The man is an entrepreneur who works for himself, but he’s now cognizant of the potential harm a record like this could have on anyone who’s employed in the public or private sector who’s subject to a thorough background check. The record that got him detained didn’t say “vacated” or “void” or any such thing. It showed, in fact, as current.

That’s because tidy-up isn’t mandated by law; only this is: “Process, prohibit, punish, and permanently brand purported abusers.” Nobody in the system cares what happens afterwards, because no one in the system has to. It’s on to the next “abuser.”

This highlights a broader fact about restraining orders. They’re prejudicial, and because they’re pumped into statewide and national databases, they’re subject to free interpretation by anyone in the system—or anyone with access to the public record…which is anyone.


  1. A judge interprets some superficial claims made by a complainant and enters a “preliminary” (ex parte) order. This is then permanently entered into the public record, including into state and federal registries.
  2. The order may be finalized, or it may be “tossed.” Either way, the initial judge’s (five-minute) impression is preserved.
  3. Any other cog in the system, whether a clerk of the court, police officer, or other public official, can see this record and freely interpret its significance.
  4. Any private party, what’s more (e.g., an employer, a loan officer, a landlord, a student, a client, a girl- or boyfriend, a child’s school administrator, etc.), is also invited to freely interpret the significance of an order that may bear a title as fatal to the accused’s popularity and prospects as “emergency protective order for stalking and sexual assault.” (Even if such an order is tossed after the defendant is afforded the chance to defend him- or herself—or because the plaintiff voluntarily had the order dismissed—the permanent record still says, “emergency protective order for stalking and sexual assault,” and it says it right next to the defendant’s name.)

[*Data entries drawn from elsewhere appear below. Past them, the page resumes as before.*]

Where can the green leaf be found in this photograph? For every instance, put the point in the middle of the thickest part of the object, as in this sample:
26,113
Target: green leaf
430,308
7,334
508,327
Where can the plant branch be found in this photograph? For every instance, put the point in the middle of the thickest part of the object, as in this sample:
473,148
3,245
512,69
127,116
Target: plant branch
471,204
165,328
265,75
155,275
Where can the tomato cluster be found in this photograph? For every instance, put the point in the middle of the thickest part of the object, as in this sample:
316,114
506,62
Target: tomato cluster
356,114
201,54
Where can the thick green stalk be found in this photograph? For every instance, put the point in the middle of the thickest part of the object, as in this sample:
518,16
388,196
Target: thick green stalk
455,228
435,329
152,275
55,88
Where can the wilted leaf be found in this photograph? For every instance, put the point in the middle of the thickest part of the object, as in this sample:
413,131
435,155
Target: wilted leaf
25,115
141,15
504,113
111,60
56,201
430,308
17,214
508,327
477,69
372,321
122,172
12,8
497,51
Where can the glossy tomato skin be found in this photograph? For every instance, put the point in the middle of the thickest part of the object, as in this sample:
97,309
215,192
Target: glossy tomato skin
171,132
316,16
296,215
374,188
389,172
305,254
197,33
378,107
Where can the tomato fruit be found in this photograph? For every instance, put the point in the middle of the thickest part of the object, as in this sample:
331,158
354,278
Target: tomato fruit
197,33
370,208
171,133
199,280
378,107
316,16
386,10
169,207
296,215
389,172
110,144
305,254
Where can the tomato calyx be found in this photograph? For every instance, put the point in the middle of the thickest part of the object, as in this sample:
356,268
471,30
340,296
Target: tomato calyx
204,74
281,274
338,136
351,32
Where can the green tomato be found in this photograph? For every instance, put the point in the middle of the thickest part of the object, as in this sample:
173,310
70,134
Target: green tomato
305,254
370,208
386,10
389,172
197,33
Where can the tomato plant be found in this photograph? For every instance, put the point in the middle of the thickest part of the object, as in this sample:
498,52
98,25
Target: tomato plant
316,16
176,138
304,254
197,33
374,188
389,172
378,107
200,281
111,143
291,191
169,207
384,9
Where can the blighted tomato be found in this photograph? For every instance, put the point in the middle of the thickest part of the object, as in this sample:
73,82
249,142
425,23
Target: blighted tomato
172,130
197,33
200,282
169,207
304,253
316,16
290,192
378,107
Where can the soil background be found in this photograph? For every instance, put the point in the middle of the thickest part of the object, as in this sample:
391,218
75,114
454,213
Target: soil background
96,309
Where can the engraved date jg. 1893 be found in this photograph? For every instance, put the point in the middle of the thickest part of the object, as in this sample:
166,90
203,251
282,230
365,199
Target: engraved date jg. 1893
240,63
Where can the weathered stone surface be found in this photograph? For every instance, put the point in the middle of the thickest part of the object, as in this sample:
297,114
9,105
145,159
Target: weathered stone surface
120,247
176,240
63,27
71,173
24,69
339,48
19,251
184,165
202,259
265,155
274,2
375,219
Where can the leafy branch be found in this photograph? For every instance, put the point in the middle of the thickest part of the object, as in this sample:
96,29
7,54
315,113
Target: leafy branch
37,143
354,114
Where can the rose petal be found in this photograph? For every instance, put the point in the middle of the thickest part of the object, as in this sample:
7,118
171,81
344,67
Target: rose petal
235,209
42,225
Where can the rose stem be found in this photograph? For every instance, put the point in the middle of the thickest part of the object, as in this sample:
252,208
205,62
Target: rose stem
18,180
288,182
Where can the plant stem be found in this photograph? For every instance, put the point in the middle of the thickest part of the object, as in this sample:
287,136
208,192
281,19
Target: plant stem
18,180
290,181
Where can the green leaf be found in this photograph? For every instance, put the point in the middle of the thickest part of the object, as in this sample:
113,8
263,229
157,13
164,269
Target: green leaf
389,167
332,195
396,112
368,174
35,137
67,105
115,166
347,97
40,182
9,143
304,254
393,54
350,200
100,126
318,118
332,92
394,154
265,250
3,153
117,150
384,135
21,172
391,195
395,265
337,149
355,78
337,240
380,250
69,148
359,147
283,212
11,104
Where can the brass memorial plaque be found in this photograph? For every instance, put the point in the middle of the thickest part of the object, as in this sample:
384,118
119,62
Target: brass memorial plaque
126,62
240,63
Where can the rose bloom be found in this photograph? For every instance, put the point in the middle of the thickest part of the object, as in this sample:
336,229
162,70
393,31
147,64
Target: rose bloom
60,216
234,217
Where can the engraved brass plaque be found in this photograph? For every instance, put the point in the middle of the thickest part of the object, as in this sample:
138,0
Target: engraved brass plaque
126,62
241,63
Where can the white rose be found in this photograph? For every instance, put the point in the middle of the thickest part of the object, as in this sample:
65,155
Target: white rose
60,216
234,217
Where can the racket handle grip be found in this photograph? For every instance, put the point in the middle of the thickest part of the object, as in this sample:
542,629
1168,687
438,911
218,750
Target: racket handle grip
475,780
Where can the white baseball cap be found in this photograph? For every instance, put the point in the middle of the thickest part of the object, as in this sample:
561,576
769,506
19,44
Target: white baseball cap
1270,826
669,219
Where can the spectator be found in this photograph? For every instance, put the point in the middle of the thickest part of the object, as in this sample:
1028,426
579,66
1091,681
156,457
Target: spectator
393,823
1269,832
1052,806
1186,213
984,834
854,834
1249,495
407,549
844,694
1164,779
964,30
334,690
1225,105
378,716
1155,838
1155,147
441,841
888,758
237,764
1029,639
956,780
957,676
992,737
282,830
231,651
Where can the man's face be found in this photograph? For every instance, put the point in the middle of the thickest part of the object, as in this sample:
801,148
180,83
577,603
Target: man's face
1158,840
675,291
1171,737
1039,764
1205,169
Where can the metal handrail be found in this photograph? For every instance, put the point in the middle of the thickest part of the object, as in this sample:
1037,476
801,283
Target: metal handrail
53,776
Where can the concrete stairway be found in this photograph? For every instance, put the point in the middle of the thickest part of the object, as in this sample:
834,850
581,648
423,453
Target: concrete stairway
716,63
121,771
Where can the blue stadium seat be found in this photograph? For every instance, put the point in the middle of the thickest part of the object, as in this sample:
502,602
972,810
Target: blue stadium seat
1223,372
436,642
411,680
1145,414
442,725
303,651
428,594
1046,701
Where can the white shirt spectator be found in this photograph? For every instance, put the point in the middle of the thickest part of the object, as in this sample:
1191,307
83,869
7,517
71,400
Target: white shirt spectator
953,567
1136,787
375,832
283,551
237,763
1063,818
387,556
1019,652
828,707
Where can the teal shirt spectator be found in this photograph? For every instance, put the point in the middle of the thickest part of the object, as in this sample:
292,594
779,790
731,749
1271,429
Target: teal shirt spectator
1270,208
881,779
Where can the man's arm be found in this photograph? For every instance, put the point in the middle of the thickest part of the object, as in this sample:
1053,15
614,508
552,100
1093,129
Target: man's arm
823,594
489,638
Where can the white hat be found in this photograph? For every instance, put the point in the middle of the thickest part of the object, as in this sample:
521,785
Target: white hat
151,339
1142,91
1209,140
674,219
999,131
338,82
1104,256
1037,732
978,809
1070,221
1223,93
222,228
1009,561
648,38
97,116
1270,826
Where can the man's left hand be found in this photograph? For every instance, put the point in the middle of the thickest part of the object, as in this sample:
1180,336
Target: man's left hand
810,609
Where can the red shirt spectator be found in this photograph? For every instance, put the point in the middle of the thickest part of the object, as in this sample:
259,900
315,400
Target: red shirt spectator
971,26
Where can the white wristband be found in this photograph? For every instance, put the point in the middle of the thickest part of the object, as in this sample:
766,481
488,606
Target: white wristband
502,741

What might be called cruel and unusual punishment isn’t acknowledged by our government as unjust or even unfair.

Copyright © 2016

*When the writer of this post was first accused in 2006, he inquired with two clerks at the Pima County Superior Courthouse about where to file a brief to a judge. The male of the pair, upon hearing what the matter was about, fixed him with a knowing look and gratuitously remarked, “She wants you to stay away from her, right?” My accuser, a married woman who deceived multiple judges, was someone I had only ever encountered outside of my own house (where she nightly hung around in the dark). Pococurante orders of the court license any arrogant twit to form whatever conclusion s/he wants…and to pronounce that conclusion with righteous contempt.